The editorial page in this month’s edition of Traces states, “In order to know, data, analyses, and theories do not suffice.” In these pages you will read about Lourdes, a woman from Tenerife, Spain, who in doing charitable work for Belen, a woman whose partners—as well as whose drug problem—come and go, understood that the key to the relationship with her was “not to judge,” but to “consider her destiny… with an infinite tenderness.” The letter opened a wound in me, because my first reaction to it was that of being unnerved, especially thinking of Belen’s son, Oscar, who struggles with the men in his mother’s life because he is searching for a father figure, and who has begun to exhibit signs of violence and aggression over it. You see Belen’s confusion, you think of Oscar’s wounds, and you want to put it all in place, correct her mistakes, heal his need. Reading the letter on another side of the world in Washington, D.C., although you haven’t seen Oscar’s or Belen’s faces, you feel your own mistakes, feel the son in you who’s looking for the perennial father, and it hits you that your comfortable life, your satisfying job, your having everything you need makes you no different from Belen and Oscar, even though you are not a woman or man with different partners, a son watching his mother go through hers. Why is it then, that you feel these problems as if they were your own? Lourdes and her husband have dinner with Belen, who writes a thank you note that says, “You make me feel like myself, more a person.”

Lourdes’ letter is one among the many things this issue of Traces, which covers stories from places as disparate as California, where a mechanical engineer, Mauro Prina, witnesses his understanding of how limiting knowledge to what he already thinks leads to nothing, and Kenya, where in The Little Prince Primary School, children in the Nairobi slums act out parts of The Divine Comedy.

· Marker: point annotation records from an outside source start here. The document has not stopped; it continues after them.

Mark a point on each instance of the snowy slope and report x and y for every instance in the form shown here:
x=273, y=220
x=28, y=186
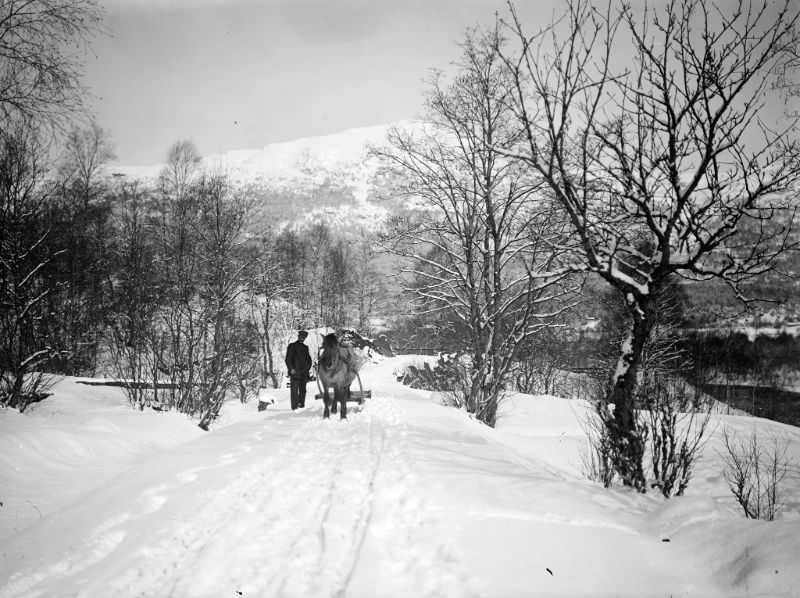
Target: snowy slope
x=405, y=498
x=331, y=178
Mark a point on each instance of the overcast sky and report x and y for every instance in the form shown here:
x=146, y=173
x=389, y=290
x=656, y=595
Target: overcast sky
x=239, y=74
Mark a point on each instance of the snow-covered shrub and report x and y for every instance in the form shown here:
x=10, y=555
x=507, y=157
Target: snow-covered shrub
x=675, y=419
x=596, y=452
x=754, y=471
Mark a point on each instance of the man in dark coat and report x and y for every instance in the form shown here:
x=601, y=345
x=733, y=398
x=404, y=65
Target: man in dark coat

Through these stories, you see that the problem of life is sitting down to dinner with someone because we have recognized Someone who has sat down to dinner, and continues to do so, with us; that the problem of our lives and in the lives of those around us does not cry out so much for solutions as much as for this Other who lies at the bottom of everything, because any problem, any situation, is a reflection of the cry within us for the meaning of every problem, every thing.